Dossier IA41000077 inclus dans Château de Blois réalisé en 1988

Fiche

Au début du XVIe siècle, le jardin bas constitue le jardin d'agrément par excellence, où le roi affectionne les promenades à pied depuis son logis jusqu'à l'oratoire du pavillon, où il se rend souvent pour assister aux offices ; beaucoup plus soigné dans sa composition, il apparaissaît, grâce aux constructions qui l'ornaient, comme le prolongement de la résidence royale.

Nous ne connaissons pas les essences végétales qui ornaient les parterres, mais on imagine une subtile alliance de bordure de buis taillés entourant les espèces les plus variées. Les illustrations du livre d'heures d'Anne de Bretagne ne représentent pas, comme on l'a dit souvent, un catalogue des plantes des jardins de Blois,mais traduisent seulement l'intéret de la reine pour la Botanique. Parmi les espèces cultivées, le rosier très fréquent à cette date, garnissait, avec les treilles de vigne et de plantes grimpantes, les berceaux de charpente des galeries.
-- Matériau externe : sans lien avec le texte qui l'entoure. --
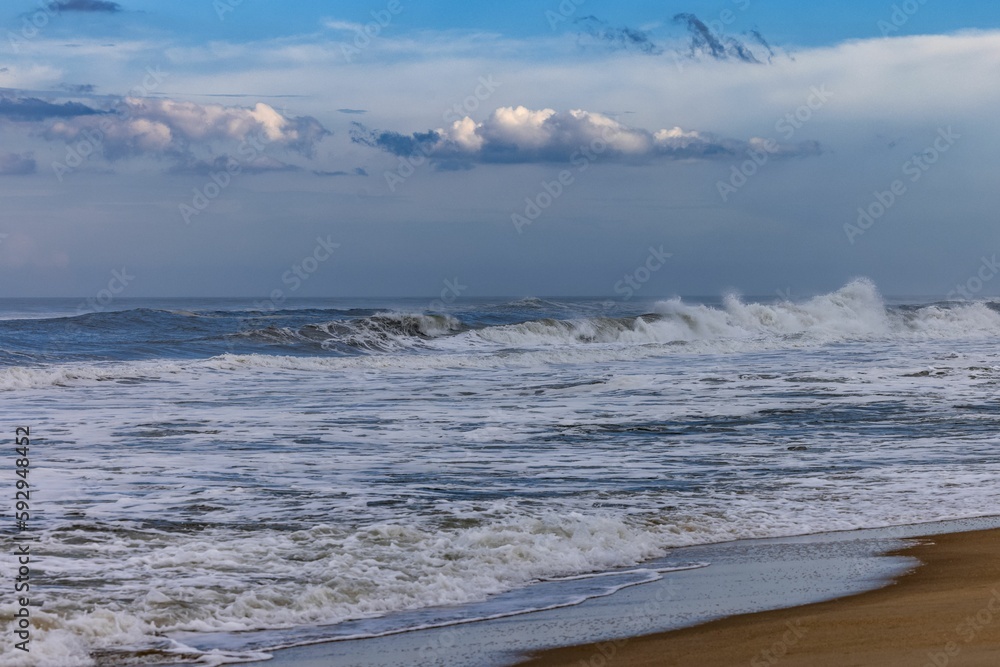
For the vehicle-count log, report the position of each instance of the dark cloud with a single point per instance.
(357, 171)
(85, 6)
(519, 135)
(719, 47)
(32, 108)
(394, 142)
(164, 127)
(617, 38)
(14, 164)
(227, 163)
(759, 38)
(78, 88)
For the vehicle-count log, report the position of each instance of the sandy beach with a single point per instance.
(943, 613)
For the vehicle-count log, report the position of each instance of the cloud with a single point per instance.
(85, 6)
(618, 38)
(14, 164)
(32, 108)
(78, 88)
(257, 164)
(520, 135)
(169, 127)
(357, 171)
(719, 47)
(345, 26)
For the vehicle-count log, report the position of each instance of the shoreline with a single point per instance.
(746, 578)
(944, 612)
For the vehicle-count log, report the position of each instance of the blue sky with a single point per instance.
(528, 148)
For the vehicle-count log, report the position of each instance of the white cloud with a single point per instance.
(165, 126)
(518, 134)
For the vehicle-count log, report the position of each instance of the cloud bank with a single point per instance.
(14, 164)
(158, 127)
(520, 135)
(85, 6)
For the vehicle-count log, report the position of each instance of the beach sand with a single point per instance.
(944, 613)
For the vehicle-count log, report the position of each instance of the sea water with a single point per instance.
(211, 479)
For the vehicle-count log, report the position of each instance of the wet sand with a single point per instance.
(944, 613)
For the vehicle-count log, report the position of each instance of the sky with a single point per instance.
(577, 148)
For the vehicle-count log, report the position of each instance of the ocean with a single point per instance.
(212, 479)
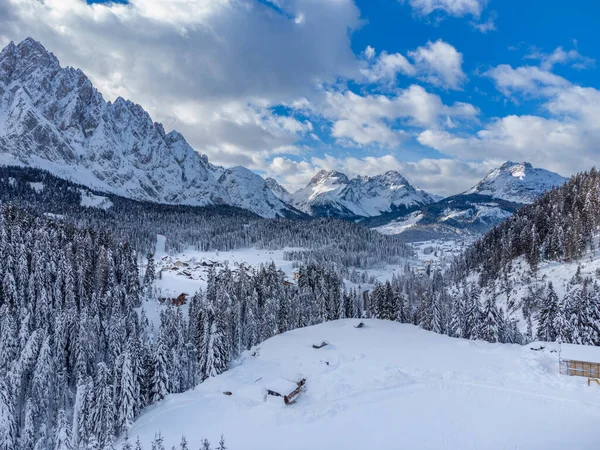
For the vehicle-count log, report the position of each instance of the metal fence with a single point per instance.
(579, 368)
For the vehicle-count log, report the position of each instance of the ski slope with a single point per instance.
(385, 386)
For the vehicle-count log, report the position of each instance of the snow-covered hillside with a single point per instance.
(384, 386)
(517, 182)
(279, 191)
(250, 191)
(53, 118)
(331, 193)
(494, 199)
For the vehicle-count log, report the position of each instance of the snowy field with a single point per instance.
(186, 272)
(385, 386)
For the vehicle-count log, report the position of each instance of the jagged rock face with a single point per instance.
(53, 118)
(250, 191)
(280, 192)
(332, 193)
(502, 192)
(517, 182)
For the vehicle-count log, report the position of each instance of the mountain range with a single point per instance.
(52, 117)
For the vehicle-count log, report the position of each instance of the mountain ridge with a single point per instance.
(53, 118)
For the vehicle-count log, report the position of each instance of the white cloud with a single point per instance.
(437, 63)
(456, 8)
(546, 142)
(191, 64)
(387, 67)
(439, 176)
(440, 64)
(529, 80)
(369, 52)
(373, 119)
(560, 56)
(487, 26)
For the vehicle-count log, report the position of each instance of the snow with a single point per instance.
(577, 352)
(120, 149)
(94, 201)
(559, 273)
(185, 273)
(250, 191)
(280, 385)
(37, 187)
(400, 225)
(387, 385)
(517, 182)
(360, 196)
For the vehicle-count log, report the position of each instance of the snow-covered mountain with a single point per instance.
(280, 192)
(250, 191)
(53, 118)
(333, 194)
(517, 182)
(495, 198)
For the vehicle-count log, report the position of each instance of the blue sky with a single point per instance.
(441, 90)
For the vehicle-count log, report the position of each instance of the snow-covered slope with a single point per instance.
(495, 198)
(517, 182)
(331, 193)
(250, 191)
(280, 192)
(384, 386)
(53, 118)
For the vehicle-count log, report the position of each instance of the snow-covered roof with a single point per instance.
(281, 386)
(575, 352)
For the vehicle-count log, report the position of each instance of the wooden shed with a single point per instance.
(289, 390)
(180, 300)
(580, 360)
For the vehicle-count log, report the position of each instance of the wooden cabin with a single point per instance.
(180, 300)
(287, 389)
(580, 360)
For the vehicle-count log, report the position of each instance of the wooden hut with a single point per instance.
(580, 360)
(287, 389)
(180, 300)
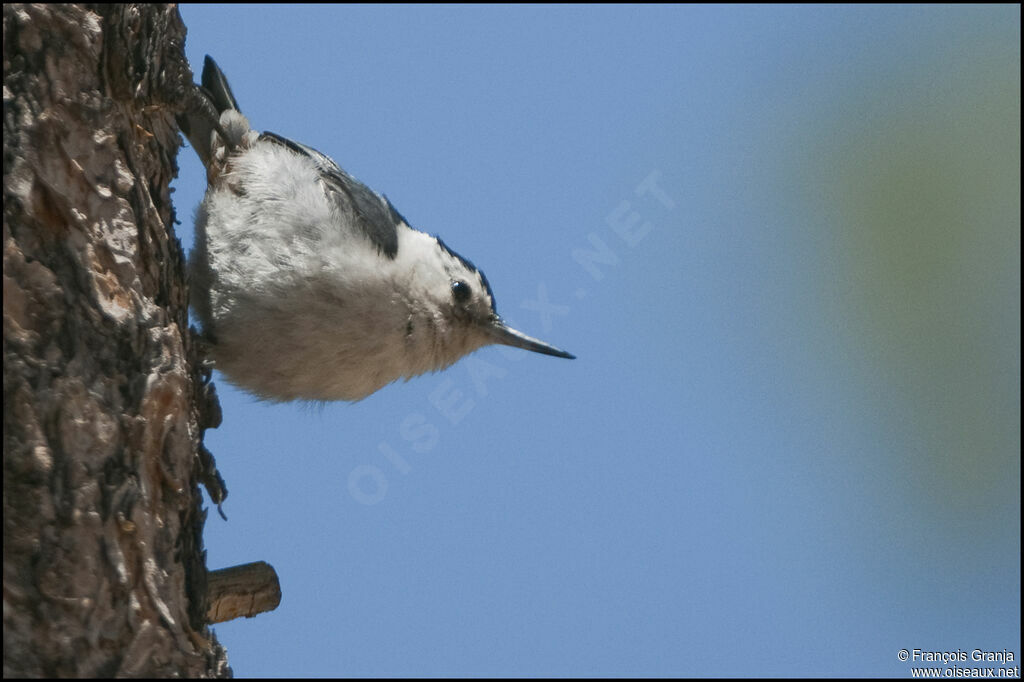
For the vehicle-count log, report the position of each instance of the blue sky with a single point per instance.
(783, 244)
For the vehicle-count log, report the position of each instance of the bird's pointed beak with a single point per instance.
(501, 333)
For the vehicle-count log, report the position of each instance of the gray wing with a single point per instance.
(374, 214)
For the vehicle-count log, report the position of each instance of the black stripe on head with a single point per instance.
(472, 268)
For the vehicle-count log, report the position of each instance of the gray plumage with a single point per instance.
(311, 286)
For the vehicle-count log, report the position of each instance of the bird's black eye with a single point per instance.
(461, 291)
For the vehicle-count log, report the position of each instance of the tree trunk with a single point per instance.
(103, 570)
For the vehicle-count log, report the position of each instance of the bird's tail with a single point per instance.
(214, 113)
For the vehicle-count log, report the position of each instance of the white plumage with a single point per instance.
(308, 285)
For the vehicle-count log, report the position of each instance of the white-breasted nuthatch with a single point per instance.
(309, 285)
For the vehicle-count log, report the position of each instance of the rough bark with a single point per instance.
(103, 571)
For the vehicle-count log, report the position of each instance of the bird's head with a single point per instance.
(462, 307)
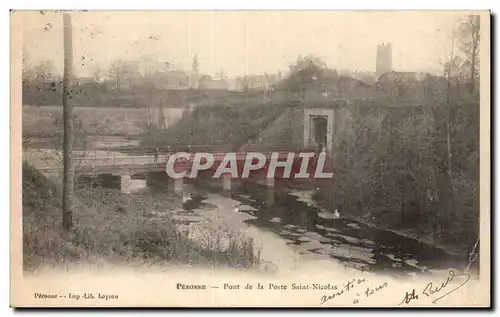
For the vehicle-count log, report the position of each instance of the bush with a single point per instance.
(110, 227)
(392, 170)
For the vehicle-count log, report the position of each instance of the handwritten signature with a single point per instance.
(431, 289)
(339, 292)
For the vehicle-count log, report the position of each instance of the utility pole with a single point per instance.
(68, 179)
(451, 193)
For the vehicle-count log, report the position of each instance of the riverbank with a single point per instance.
(119, 229)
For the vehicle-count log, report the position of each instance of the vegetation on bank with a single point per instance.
(392, 170)
(222, 126)
(114, 228)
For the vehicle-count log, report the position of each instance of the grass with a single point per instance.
(114, 228)
(38, 121)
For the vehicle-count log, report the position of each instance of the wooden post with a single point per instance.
(68, 179)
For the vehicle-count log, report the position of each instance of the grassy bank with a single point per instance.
(223, 126)
(392, 172)
(114, 228)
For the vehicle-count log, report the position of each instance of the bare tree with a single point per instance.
(469, 37)
(44, 71)
(115, 73)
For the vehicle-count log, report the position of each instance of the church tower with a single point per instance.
(195, 75)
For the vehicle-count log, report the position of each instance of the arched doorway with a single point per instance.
(319, 129)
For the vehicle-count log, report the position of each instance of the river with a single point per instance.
(295, 229)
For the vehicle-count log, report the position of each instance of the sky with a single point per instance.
(240, 42)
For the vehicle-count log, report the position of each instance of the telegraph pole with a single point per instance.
(68, 179)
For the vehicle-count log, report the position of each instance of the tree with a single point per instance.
(307, 74)
(469, 38)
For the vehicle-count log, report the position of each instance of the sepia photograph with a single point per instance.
(250, 158)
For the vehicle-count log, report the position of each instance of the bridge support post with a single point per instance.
(176, 185)
(226, 184)
(125, 183)
(270, 182)
(270, 192)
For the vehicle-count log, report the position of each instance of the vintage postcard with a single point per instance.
(250, 159)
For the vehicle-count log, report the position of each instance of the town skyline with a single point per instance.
(255, 46)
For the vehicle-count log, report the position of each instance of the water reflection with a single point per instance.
(300, 220)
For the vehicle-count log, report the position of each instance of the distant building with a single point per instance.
(174, 79)
(384, 59)
(206, 82)
(257, 82)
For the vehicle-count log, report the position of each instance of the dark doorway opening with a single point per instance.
(320, 128)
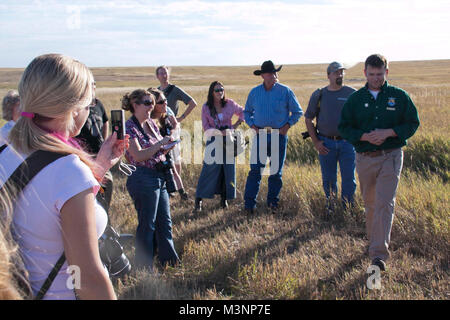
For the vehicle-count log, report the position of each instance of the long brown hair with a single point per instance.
(162, 119)
(210, 100)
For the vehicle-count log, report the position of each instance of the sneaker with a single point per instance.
(379, 263)
(184, 196)
(249, 211)
(198, 205)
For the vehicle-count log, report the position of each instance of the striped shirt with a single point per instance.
(273, 108)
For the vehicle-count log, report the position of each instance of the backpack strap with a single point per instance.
(52, 275)
(18, 181)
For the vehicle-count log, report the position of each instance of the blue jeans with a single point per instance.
(343, 152)
(147, 188)
(254, 176)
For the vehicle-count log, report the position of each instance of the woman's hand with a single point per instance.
(110, 152)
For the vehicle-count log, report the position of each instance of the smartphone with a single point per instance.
(118, 123)
(170, 145)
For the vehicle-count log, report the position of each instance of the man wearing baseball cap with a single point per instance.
(325, 105)
(271, 109)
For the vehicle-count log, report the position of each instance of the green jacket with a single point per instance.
(393, 109)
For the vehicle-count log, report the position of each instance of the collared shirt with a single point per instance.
(392, 109)
(329, 113)
(176, 94)
(272, 108)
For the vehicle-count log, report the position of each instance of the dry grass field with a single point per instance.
(296, 254)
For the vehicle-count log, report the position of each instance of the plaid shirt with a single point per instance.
(145, 142)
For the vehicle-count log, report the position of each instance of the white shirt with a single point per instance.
(4, 131)
(37, 220)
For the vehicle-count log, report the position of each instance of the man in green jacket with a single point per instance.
(378, 119)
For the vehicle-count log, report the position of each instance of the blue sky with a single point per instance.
(198, 32)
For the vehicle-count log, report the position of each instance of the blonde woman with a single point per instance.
(57, 211)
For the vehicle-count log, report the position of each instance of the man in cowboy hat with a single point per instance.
(271, 109)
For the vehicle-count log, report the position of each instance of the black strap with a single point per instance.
(18, 181)
(52, 275)
(168, 90)
(318, 103)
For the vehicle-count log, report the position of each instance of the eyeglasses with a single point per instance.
(145, 102)
(92, 104)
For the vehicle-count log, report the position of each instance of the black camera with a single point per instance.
(111, 252)
(167, 129)
(305, 135)
(166, 167)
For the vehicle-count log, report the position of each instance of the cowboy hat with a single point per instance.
(267, 67)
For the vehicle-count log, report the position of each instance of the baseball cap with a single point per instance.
(334, 66)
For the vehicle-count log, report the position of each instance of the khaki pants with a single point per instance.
(378, 179)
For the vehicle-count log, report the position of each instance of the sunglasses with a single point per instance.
(145, 102)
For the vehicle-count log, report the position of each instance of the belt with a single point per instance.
(331, 137)
(377, 153)
(268, 129)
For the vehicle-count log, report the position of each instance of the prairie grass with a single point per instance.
(298, 253)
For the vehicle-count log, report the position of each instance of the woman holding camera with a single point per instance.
(147, 185)
(167, 123)
(218, 177)
(57, 212)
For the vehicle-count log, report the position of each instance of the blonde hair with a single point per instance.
(129, 98)
(10, 100)
(52, 86)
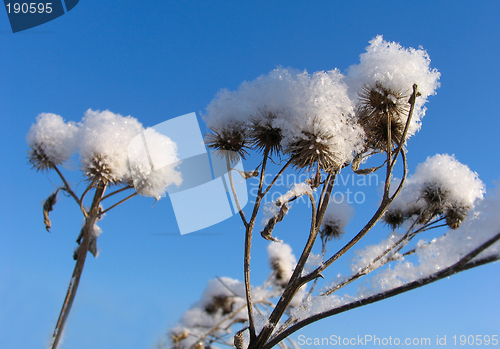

Les plantations du jardin haut, mieux connues, se limitaient à des arbres fruitiers et à des cultures potagères souvent nouvelles en France : on y avait acclimaté avec les artichauts, les asperges, les salades, comme la chicorée ainsi que d'autres "fruitaiges et herbaiges creües". On tenta aussi d'y cultiver des melons et d'autres plantes peu compatibles avec le climat du val de Loire : le murier blanc ou le figuier, importés en 1510, qui ne résistèrent pas aux premières rigueurs du temps (48). Le verger, important, était célèbre pour ses pruniers, ses vignes en espalier et ses orangers cultivés dans des caisses pouvant être mises à l'abri.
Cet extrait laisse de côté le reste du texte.